What I saw instead was two fairly level temperatures (after a big rise on Friday morning due to the glass of wine on Thursday night).

Did I actually have a temperature dip on Saturday but it was masked because I’d had a drink the night before? I just don’t know.

As for this morning – well the toddlers decided that it would be fun to come into our bed last night so I had a lousy broken night’s sleep.

Charting BBT is reliant on a few things for accuracy, consistency being a big one. Consistency is sadly lacking in my life.

Today CM is drying up, little bit of spotting, negative OPKs, painful boobs when the litte ‘un is nursing, and cervix is back to low, firm and closed. Everything points to ovulation except for my temperature.

Before I sign off I must apologise for showing you a picture of cake and then getting into a detailed discussion about mucus.

Those two things should never meet.

A Foot-rub at theoretical 7dpo

I had my first reflexology session this morning. I’m not sure entirely what I was expecting, well I think a little part of me hoped she’d poke a toe and my ovaries would kick into action (I was going to say burst into life, but putting the words “burst” and “ovaries” together just seemed a little off). She’s asked me to come back for five more sessions, once a week, and then review things at the end of that.
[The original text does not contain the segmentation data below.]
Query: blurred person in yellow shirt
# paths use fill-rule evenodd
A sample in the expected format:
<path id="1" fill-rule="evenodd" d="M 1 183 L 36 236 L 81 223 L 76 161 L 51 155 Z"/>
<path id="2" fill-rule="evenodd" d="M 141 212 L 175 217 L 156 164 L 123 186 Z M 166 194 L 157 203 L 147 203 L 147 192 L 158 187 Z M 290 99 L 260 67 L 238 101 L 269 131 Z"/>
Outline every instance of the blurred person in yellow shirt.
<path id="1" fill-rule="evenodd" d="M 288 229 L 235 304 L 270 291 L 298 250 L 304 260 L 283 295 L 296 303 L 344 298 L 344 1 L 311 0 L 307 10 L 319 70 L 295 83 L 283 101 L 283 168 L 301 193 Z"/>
Right now she’s just concentrating on balancing my hormones generally and after the six weeks is up she’ll start on the fertility stuff. One thing she did say is that she reckons my thyroid levels might be a bit off. I’m not dismissing that, I do think my temperature does tend to be on the low side. I know diagnosing an underactive thyroid from a low basal body temperature alone isn’t done but it’s enough to make me wonder if I should get down to my GP and ask her to test my thyroid levels. I think extended breastfeeding and mammoth weight loss have probably done something to slow my system down, I just hope I’m not throwing an underactive thyroid into the mix.

Looking at my chart I’m still not convinced that I’ve ovulated. I also think my thermometer is on it’s last legs so I ordered a new one. On top of that I’m drastically upping my agnus castus dosage (I was taking 200mg per day, the wisdom of the internet reckons I should be on 800mg) and I’m throwing in some evening primrose oil too. I’m surprised I don’t rattle when I walk.